Critique : Après des long-métrages à l’aura encore confidentielle, il semble qu’avec Les Enfants des autres, l’œuvre de Rebecca Zlotowski prenne une nouvelle trajectoire, tant le geste s’avère aussi pure que fluide, dépourvu de toutes fioritures et visant l’essentiel, en mettant du côté cette dimension cérébrale qui caractérisait quelque peu la filmographie de la cinéaste. Ici, Zlotowski semble parler d’elle-même et ses fantômes au travers du personnage de Rachel, incarné par Virginie Efira, encore une fois stratosphérique. La cinéaste moule son héroïne dans la sempiternelle figure de la « belle-mère », cette figure sans cesse écorchée par le regard masculin qui n’a de cesse de la diaboliser et la représenter comme une représentation du Mal absolu, cloîtrée au rôle de la "mauvaise mère", celle dont on ne doit pas prononcer le nom, la querelleuse qui a brisé le cercle familial.

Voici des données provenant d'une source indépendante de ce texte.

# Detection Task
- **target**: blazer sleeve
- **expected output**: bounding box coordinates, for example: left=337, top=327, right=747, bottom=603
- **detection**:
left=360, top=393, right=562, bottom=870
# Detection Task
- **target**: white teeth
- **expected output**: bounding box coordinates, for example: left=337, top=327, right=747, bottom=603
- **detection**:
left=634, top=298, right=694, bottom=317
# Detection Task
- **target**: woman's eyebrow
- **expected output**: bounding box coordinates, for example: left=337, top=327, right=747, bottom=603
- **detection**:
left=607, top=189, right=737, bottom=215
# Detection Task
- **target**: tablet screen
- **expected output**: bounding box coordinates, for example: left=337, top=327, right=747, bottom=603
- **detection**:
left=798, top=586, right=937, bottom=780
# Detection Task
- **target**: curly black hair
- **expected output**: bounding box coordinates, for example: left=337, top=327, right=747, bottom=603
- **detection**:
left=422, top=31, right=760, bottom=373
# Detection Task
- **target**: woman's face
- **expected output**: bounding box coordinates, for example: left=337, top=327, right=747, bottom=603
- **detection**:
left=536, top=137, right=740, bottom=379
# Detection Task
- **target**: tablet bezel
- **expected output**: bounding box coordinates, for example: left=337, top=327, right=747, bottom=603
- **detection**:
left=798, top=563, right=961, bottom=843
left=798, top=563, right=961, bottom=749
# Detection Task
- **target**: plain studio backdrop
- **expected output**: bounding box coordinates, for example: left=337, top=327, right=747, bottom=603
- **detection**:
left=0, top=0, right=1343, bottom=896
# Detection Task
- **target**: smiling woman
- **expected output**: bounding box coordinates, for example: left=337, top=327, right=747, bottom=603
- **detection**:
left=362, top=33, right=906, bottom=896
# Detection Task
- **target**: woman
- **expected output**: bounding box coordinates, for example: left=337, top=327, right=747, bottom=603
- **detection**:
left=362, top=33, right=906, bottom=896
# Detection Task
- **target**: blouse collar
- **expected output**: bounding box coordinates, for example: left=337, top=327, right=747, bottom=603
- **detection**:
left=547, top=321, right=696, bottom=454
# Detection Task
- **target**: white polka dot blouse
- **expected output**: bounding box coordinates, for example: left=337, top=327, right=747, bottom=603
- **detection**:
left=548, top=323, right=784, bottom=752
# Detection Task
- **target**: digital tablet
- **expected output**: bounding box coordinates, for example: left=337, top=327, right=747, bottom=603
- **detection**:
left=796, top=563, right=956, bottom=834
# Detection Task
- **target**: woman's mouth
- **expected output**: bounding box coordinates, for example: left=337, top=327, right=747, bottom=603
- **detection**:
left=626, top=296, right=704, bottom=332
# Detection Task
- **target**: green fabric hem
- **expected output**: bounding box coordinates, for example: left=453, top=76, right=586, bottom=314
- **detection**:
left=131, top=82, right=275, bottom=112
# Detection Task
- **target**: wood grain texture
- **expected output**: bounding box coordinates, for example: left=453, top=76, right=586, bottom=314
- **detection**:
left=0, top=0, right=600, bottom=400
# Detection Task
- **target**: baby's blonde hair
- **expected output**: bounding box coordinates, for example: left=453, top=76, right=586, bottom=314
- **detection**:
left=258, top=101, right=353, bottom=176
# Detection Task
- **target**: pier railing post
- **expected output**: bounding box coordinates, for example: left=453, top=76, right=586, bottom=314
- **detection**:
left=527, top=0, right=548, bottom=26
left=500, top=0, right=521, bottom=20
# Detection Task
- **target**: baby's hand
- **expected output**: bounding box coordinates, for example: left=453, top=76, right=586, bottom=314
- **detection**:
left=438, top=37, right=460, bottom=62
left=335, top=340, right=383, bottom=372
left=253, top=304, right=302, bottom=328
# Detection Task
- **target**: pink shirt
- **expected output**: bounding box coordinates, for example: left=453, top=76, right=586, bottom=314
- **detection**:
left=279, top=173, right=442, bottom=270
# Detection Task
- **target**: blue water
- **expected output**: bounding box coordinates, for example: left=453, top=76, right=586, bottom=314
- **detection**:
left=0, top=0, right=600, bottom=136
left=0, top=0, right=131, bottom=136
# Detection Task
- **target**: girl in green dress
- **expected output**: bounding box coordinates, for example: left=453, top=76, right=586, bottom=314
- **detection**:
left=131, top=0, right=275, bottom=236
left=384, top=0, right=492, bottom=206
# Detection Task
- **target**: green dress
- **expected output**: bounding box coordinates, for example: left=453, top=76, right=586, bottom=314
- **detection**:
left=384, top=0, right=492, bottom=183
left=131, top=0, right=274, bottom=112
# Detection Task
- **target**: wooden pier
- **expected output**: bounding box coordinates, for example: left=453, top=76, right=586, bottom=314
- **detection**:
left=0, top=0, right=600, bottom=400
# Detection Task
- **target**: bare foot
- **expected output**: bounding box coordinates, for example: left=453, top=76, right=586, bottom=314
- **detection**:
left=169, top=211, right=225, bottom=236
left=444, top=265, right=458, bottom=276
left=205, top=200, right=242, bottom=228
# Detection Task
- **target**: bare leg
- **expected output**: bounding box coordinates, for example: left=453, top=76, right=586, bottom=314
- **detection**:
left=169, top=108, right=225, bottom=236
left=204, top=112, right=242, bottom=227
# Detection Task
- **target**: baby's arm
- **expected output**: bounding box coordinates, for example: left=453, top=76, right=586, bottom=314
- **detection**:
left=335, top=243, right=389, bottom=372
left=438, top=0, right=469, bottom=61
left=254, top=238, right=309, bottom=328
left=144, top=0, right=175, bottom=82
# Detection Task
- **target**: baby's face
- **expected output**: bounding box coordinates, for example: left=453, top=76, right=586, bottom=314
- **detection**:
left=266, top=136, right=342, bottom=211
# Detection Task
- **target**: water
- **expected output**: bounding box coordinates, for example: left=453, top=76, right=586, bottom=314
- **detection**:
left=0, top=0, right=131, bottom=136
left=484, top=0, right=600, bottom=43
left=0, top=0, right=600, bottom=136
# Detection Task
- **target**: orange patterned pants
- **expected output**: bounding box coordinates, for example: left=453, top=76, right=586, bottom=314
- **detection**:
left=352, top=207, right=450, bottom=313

Dans Les enfants des autres, la belle-mère est réhabilitée par le prisme du regard tout en délicatesse de Rebecca Zlotowski, qui en profite pour se réapproprier complètement le mythe de la marâtre et sa cascade de clichés pour la métamorphoser en héroïne des temps modernes, une otage consentie de la frustration de ne pas devenir mère, quand l’horloge biologique sonne pour elle comme un compte à rebours vers l’abîme, celui où se mêlent les silhouettes abstraites d’une vie de regrets, reléguées dans le fond du décor.
- Copyright Les films Velvet - George Lechaptois
Ainsi, Zlotowski altère le genre du mélodrame classique et classieux en usant d’une écriture aussi réaliste que bouleversante, arrivant à rendre la verve littéraire de ses personnages quasiment invisible aux yeux des spectateurs. Sa mise en scène, pourvue d’un découpage laissant transparaître par la seule force du placement des comédiens les tourments qui les enferme, demeure d’une maîtrise et d’une sobriété à fleur de peau. L’usage de l’iris qui ouvre et ferme les séquences du film, comme pour signifier différents chapitres de la vie de Rachel, cristallise l’ambition de la cinéaste. Motif courant dans le cinéma muet, la fermeture à l’iris permet en effet de mettre l’accent sur un fragment de l’image, ici le visage solaire de Virginia Efira, mère de tous les instants, même quand sa belle-fille Leila est absente du cadre. Au travers d’une galerie de personnages savamment disposés ici et là, allant de la sœur du personnage au ventre arrondi à l’ex-femme de son compagnon Ali, incarnée par la lumineuse Chiara Mastroianni, en passant par cet élève de lycée avec qui elle se lie d’amitié et qu’elle tente de réorienter sur le droit chemin telle une mère à son enfant, Rachel est confrontée inconsciemment à son désir de maternité, matin, midi et soir, sans interruption, dans un monde sans cesse bercé par la question de la parentalité.
- Copyright Les films Velvet - George Lechaptois
Passé l’intimité que Rachel développera au fur et à mesure avec la petite Leila par le biais de subtils échanges de regards et d’embrassades complices, c’est avec son monde, au-delà de celui d’Ali, que Rachel pourra entrouvrir différentes formes de maternité, le terreau de son épanouissement, à travers la naissance de son neveu de deux ans ou la réussite professionnelle d’un ancien lycéen dans la restauration. En soit Les Enfants des autres est davantage le récit de la sublimation d’une Femme qu’un mélodrame que l’on aurait cru sirupeux voire didactique par sa prémisse. Une réussite.